This outline of the solution follows the structure of the problem point for point. In turn, the code follows this outline. It may seem that I just stated the painfully obvious, but in fact the design of the parsers in use today typically does NOT reflect the structure of their target languages in any straightforward way. In particular, the more a parser is considered "production quality", the less likely its code will bear any resemblance to the problem it is solving.

Toward hackable parsers

A lot could be said about the aesthetics and philosophy of this. In this post, let me cut straight to the bottom line.

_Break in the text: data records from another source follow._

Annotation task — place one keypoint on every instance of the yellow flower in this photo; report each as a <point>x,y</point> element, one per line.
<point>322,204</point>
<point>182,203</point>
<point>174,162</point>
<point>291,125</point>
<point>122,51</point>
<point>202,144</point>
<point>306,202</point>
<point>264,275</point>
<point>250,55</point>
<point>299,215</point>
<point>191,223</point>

First and least important, it is usually easier to code a solution which looks like the problem. I say "least important," because this perspective views the problem as static, and if the problem is static you can code it up and forget it. It does not matter too much whether the coding effort is fast, if it only has to be done once. But what if the problem keeps changing?

You might say that most parsing is of the static type, and that's true. But that is because previous technology has left little choice in the matter. I believe that, if programmers had the option of hacking production-quality parsers, they'd be doing it all the time.

In the past, hacking production quality parsers has been, for practical purposes, impossible. Look at those existing utilities which do work with, for example, C, HTML or Perl. These usually do NOT even attempt to leverage the production parser for these languages. Instead these tools use a new parser, one created from scratch. One consequence is that they must tolerate a considerable amount of approximation in the parsing.

Why don't programmers take the production parsers for a language as the basis for tools working with that language? If you look at those production parsers, you'll see why. They reflect the structure of the languages so little, and are so complex, that they simply are unusable as a starting point for tools.

A Marpa-powered "Ruby Slippers" approach to HTML, like the one implemented in Marpa::HTML but with its HTML interpretation layer rewritten in C, would be very competitive as a production HTML parser. Not the least of its advantages would be that it would make an excellent basis for HTML utilities.